We walked off streets charged with the energy of protesters on corners shouting their angst, stationed next to vendors happy to hawk their beaded jewelry amidst the mill of pedestrians. Faces open, closed, tanned, tattooed, angry and laughing surrounded the Cal campus. Berkeley, home away from home.
Not knowing what to expect from “The Men’s Story Project,” my two girlfriends and I chose seats midway through the municipal room on campus, folding chairs set up in front of a makeshift stage, the 1 Giant Leap soundtrack playing from the speakers lining the walls.
It seemed Director Josie Lehrer crafted the night to slowly move us into the concept of baring the soul. She quoted Thoreau, “It takes two people to speak the truth: One to speak, and one to hear.” We had entered wearing our armor, all that shields and protects us from deeper human interaction so we safely make it to our next appointment. As the night began, we shed the armor piece by piece, starting with a story told by a slight man with a gentle, dry voice and a long ponytail. In a humorous poem he described falling in love with a brilliant woman, a woman who changed his life, opened his mind and heart, but whose darker skin tone and different ethnicity caused a rift between him and his prejudiced father.
As we warmed to the idea of men sharing their feelings without the promise of sex after, we were treated to “I Love Men,” a comedic and touching account of a man admitting to platonic, heterosexual friendships with men who mean the world to him.

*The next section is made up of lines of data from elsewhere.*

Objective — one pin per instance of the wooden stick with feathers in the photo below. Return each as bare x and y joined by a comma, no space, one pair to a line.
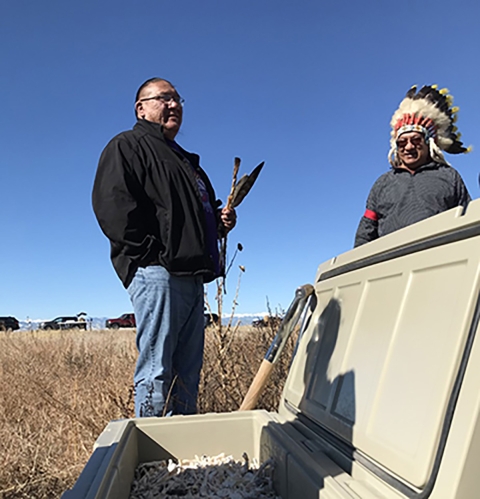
237,194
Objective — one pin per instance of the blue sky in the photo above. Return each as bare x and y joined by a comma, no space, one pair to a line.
309,87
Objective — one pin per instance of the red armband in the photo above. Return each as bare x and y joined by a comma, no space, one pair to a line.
371,215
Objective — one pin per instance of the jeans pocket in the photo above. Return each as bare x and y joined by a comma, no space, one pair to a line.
133,286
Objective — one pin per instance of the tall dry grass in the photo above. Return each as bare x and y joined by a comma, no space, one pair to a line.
58,390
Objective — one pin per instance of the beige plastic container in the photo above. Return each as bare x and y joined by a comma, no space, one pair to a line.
383,396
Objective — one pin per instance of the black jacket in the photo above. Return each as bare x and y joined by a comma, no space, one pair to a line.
147,202
399,198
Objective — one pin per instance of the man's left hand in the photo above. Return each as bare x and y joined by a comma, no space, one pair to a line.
228,218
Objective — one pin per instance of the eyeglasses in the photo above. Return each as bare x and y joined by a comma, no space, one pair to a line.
416,141
166,98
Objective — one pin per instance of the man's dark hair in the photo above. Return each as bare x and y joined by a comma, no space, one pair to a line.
145,84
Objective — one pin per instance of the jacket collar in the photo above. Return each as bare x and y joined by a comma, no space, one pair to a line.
150,128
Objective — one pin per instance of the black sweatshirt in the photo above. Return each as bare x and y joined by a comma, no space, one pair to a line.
399,198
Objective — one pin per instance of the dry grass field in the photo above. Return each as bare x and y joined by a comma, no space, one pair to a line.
59,389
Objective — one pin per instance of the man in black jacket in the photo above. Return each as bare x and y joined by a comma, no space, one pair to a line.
158,209
420,183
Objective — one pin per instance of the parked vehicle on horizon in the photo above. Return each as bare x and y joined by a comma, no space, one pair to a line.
210,318
9,323
125,320
65,322
382,397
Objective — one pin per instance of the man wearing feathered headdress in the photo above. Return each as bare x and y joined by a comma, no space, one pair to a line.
421,183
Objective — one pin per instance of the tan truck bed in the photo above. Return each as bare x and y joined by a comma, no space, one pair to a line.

Sensing we were safe and comfortable, the night moved into more painful, risky territory: the story of a black man being judged by his community of faith for his homosexuality, a transsexual man who told of watching a woman run from him late at night, recognizing her fear in his own when he was a woman, recognizing that with his longed-for masculinity he also gained the threat of violence.
We were given a moment of comic relief in “Drain the Main Vein” as a man told of facing the eternal question, urinal or stall? As a woman for whom group bathroom trips are a given, I had no idea how hard it is for men to unzip in front of another.
We cried with laughter at the sassy style of a Latino gay boy recalling “Girls’ Night Out,” and teaching his sister to dance for her Quinceanera. An older, retired man admitted that when he first moved to San Francisco he wasn’t able to hug a man, how the TV taught him to be a man, like the TV is still teaching. We clapped when he told us to “fuck that teaching box,” though inside I know I wasn’t alone thinking, “but I still need it to watch Lost.”
There was a deep silence as we learned about a man losing his son to gang violence and instead of responding with retaliation, looking for the divinity in all people and creating the reverence movement. We were encouraged to join the movement, which simply means to open ourselves to others, to behold others and not judge them.
That spring night in Berkeley, a dozen men stood on a stage and through poetry, dance and spoken word took a step toward redefining what “masculine” means in our society. Lehrer introduced The Men’s Story Project as a forum to “preserve and pass on traditions, challenge and break traditions and create new traditions.” Lehrer noted that she is not, in fact, a man, and answered her own question: Why, in a man-centric world, should we focus on more men’s stories? “Because patriarchy is harmful to men, too.”
Writing about John Wayne’s masculinity in Los Angeles Magazine’s “The Hazards of Duke,” John Powers argues that despite “what was toxic in it – not least its courtly sense of women’s inferiority – [we] should not discredit what was tonic. Wayne stands for ‘male’ virtues that are well worth preserving. The contempt for pettiness and the love of hard work. The courage to be lonely in pursuing your goal. The respect for radically diverse personalities…. Above all, the willingness to fight and die for a cause bigger than yourself.”
Why are these most basic virtues considered masculine? In 1917, Alice Paul, a suffragette leader of the National Woman’s Party was arrested for obstructing traffic while picketing the White House to force President Wilson to support women’s suffrage. In jail, Paul went on hunger strike in protest of the prison conditions, not the first time she had exercised non-violent protest to defend a cause bigger than herself.
Isn’t it time to redefine the terms, reinvent our language, as language is the way by which we identify ourselves, our roles and through which we can enact change? Betty Friedan, in her 1997 introduction to her 1963 groundbreaking book The Feminine Mystique, wrote “women and men are now both occupying the mainstream of society and defining the terms. The standards, the definitions, the very measures we live by, have to change, are changing, as women’s and men’s shared new reality sweeps aside the obsolete remnants of the feminine mystique and its machismo counterpart.”
Perhaps it was easier to stage “The Men’s Story Project” in the tolerant town of Berkeley, California. And no, these men won’t be boarding a bus and taking the show to Topeka, as one person in the audience suggested. But director Lehrer promised it was created to be replicated and shared. And in a culture desperate for reality not found on television, for authentic role models, both male and female, one can only hope the night will be repeated, on stages or in living rooms across the country, each as unique an experience as our friends and neighbors, willing to undress ourselves, step out of our armor and glimpse each others’ humanity.